Phasmophobia VR: a one-instruction fix for the remote item offset
VR players' grabbed items appeared floating away from their hands on remote clients. The fix was a single mov instruction in the IL2CPP-compiled DLL.
In Phasmophobia (Unity + IL2CPP), VR players had a visual bug that only existed on remote clients: when a VR player picked up an item, everyone else saw it floating somewhere away from their hand. On the VR player's own screen everything looked correct.
It's the kind of bug that's hard to even describe in a bug report — it works for you, it's broken for everyone else, and nothing logs the cause. So I went reversing.
What the player sees
A VR player grabs a prop. Locally, it's glued to the controller — moves with the hand, rotates as expected. On every other player's screen the same prop hovers off to the side and drifts wherever the VR player physically walks in their room. Smooth network sync. Wrong transform.

Digging in
Phasmophobia ships as an IL2CPP build, so the original C# is gone — what's on disk is GameAssembly.dll, a native binary where every Unity class was transpiled to C++ and then compiled to machine code. After dumping the IL2CPP metadata to recover class and method names, I opened the binary in a disassembler and walked to the grab logic.

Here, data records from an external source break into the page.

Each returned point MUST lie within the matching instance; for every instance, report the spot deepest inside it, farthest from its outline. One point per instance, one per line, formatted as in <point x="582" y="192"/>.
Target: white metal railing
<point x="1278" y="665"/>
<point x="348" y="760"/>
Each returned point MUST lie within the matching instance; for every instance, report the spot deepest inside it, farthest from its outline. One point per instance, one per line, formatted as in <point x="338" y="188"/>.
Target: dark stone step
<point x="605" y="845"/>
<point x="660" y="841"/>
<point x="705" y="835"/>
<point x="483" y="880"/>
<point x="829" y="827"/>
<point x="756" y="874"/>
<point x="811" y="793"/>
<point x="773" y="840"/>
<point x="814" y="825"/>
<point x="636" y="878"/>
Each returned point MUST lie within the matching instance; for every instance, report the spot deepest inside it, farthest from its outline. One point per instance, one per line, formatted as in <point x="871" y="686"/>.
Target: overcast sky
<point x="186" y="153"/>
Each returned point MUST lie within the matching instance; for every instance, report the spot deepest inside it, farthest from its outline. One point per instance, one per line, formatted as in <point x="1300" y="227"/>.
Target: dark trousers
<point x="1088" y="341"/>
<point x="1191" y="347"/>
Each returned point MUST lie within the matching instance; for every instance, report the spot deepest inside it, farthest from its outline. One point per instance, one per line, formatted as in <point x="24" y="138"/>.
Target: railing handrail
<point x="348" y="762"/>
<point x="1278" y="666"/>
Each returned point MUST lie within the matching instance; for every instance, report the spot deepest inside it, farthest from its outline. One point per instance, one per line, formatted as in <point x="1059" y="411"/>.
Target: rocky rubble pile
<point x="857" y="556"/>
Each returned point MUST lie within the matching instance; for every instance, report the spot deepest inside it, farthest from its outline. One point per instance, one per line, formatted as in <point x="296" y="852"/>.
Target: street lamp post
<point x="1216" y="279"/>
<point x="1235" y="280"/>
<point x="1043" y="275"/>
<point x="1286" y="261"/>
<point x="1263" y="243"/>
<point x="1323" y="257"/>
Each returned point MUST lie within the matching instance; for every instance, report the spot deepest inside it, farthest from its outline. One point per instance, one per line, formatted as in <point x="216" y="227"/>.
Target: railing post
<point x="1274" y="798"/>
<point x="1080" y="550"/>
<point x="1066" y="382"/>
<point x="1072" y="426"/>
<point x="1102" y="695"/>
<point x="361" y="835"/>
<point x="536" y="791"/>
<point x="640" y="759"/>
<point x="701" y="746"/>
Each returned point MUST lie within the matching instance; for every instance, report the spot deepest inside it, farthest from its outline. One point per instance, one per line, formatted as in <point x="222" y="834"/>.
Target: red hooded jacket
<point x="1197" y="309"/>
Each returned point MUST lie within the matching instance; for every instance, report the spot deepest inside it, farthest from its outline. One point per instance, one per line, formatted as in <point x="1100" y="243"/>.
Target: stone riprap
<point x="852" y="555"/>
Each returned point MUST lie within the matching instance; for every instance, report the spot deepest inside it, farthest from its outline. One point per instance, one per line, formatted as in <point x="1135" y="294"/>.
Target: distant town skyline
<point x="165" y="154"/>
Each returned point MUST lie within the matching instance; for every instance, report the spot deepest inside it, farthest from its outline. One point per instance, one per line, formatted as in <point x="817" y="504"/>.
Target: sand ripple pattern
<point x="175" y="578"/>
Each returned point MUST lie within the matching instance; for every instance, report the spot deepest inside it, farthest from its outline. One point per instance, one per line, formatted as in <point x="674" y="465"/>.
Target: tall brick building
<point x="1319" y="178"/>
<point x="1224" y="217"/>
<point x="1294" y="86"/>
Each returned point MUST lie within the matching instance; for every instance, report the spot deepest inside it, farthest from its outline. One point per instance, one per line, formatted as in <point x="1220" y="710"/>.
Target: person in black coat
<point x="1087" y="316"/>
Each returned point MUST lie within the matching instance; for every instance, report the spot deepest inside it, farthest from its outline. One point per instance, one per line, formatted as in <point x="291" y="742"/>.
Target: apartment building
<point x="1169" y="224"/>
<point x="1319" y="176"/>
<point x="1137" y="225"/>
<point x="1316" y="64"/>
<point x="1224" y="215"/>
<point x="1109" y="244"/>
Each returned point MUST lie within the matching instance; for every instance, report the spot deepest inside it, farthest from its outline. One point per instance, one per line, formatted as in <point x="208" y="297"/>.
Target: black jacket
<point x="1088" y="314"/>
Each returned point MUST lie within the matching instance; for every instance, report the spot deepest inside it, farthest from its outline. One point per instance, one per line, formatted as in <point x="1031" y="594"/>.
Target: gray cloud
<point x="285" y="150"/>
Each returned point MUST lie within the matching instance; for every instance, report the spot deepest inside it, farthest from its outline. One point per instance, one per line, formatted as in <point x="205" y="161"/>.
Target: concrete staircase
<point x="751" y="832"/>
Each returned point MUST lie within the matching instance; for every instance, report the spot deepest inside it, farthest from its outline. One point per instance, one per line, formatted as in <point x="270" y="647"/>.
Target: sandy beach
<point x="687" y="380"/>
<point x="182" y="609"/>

The function I was after is VRGrabbable::NetworkGrab, called both for the local VR player and for the remote replica of any other VR player.
Root cause
The function has two code paths:
- Local VR path — parents the grabbed item to the player root transform (the same root the character is driven from).
- Remote path — parents the grabbed item to the visual character model (head, arms, body rig).
That divergence is the bug. The subtlety that makes it specifically a VR problem:
In VR, you can physically walk around your room without the game root moving. The character model is driven by the VR head and hand poses, and floats relative to the root.
For a non-VR character, the model sits at the root, so parenting to the model or to the root gives the same result. For a VR character, the model can be meters away from the root — and that offset is exactly what everyone else saw on the floating items.
In short: the bug had been in the code forever, but only ever manifested when the player doing the grabbing was using VR.
The fix
In the disassembled remote path, the wrong parent was being loaded with:
mov rcx, [rdi+30h] ; rcx = this->characterMeshThe local path doesn't dereference any field — it just uses this directly:
mov rcx, rdi ; rcx = this (player root)The encodings line up cleanly. The original memory load is 4 bytes, the register-direct mov is 3, so a single 0x90 nop pads the slot and preserves instruction boundaries for the rest of the function:
- 48 8B 4F 30 mov rcx, [rdi+30h]
+ 48 8B CF 90 mov rcx, rdi ; + nopI shipped it as a runtime patch via a memory write at the function offset — no relocation, no trampolines, no hooking framework needed.
Outcome
After the patch, remote clients parent items to the same transform the local client uses, so the visual position matches exactly. I sent the analysis and the byte-level diff to Kinetic Games, and the official fix shipped in patch v0.1710.
One instruction. Four bytes. The kind of fix that takes longer to write up than to apply.